Planning and Ecology
Planning and Ecology
In the role of Local Planning Authority (LPA) Pembrokeshire County Council has a responsibility to protect, conserve and enhance the natural environment when considering proposed development, planning applications and land use changes.
Vulnerable species and habitats can be adversely affected as a result of development and it is the responsibility of the LPA to consider the potential impact of the proposal upon the ecology of the site. If there is potential for any adverse impact, mitigation or compensation may need to be incorporated into the scheme to offset any negative consequences.
European and UK legislation, national and local plans place responsibilities on the LPA which include the protection of European Protected Species (EPS), UK protected species and Sites and Species of Principle Importance. The level of protection afforded to these species and habitats varies but it is a material consideration that their protection be considered at all stages of the planning and development process.
Relevant plans and legislation include:
Local Planning Policy
Pembrokeshire County Council Local Development Plan
GN.1 and GN.37
National Planning Policy
- Planning Policy Wales (Edition 5, November 2012) Chapter 5
- Technical Advice Note 5 (TAN 5), Nature Conservation and Planning (2009)
- Conservation of Habitats and Species Regulations 2010 (transposes European legislation, the Habitats Directive and the Birds Directive, into UK law)
- Wildlife and Countryside Act 1981
- Countryside and Rights of Way Act 2000
- Natural Environment and Rural Communities Act 2006
The Local Development Plan for Pembrokeshire County Council considers the potential impact of proposed development on the natural environment, species and habitats, under the headings GN.1 and GN.37.
GN.1 General Development Policy, criterion 4 provides that
Development will be permitted where it respects and protects the natural environment including protected habitats and species.
GN.37 Protection and Enhancement of Biodiversity
All development should demonstrate a positive approach to maintaining and, wherever possible, enhancing biodiversity. Development that would disturb or otherwise harm protected species or their habitats, or the integrity of other habitats, sites or features of importance to wildlife and individual species, will only be permitted in exceptional circumstances where the effects are minimised or mitigated through careful design, work scheduling or other appropriate measures.

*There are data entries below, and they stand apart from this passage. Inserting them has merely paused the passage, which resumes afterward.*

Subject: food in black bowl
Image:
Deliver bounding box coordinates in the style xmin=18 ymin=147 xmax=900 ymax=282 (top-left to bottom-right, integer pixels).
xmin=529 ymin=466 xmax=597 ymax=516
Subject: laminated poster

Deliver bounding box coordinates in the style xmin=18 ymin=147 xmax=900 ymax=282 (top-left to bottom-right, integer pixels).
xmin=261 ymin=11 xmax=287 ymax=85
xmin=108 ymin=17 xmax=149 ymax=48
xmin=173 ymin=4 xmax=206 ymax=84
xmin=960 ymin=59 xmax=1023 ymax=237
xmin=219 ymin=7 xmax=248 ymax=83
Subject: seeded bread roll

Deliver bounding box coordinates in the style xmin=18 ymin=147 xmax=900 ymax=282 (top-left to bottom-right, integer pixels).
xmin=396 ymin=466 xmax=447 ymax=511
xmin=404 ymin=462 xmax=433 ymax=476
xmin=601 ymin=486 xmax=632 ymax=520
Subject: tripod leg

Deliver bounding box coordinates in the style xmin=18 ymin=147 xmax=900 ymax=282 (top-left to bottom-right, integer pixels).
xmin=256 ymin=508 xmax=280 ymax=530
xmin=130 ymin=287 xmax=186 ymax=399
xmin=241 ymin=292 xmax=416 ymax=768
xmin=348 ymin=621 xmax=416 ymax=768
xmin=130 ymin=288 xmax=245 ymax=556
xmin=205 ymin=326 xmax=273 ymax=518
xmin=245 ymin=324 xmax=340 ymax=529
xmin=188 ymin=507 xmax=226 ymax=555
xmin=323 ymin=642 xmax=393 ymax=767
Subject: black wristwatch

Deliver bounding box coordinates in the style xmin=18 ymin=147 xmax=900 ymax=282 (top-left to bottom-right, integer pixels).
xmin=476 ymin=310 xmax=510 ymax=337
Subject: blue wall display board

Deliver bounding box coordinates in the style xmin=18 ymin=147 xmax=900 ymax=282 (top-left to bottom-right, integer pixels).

The British Standards for Biodiversity - Code of practice for planning and development (BS 420202:2013) amalgamates best practice and guidance for those in the planning and development sector. Pembrokeshire County Council will take into account the British Standard for Biodiversity and would encourage those in the planning, development and environmental sector to adopt the processes and recommendations as published.
In accordance with Town & Country Planning (Development Management Procedure) (Wales) Order 2012 and the British Standards for Biodiversity applications which require ecological surveys will not be validated until such information can be provided. The level of information should be necessary, relevant and proportionate to the development and adequate to inform the determination of the application.
The Trigger List for bats provides further information on proposals likely to require bat surveys, other activities likely to require ecological surveys include wind turbines, hydroelectric schemes and development adjacent to internationally and nationally important sites (see Protected Sites). Pre-application discussions provide an opportunity for applicants to identify if surveys are required and are recommended at an early stage.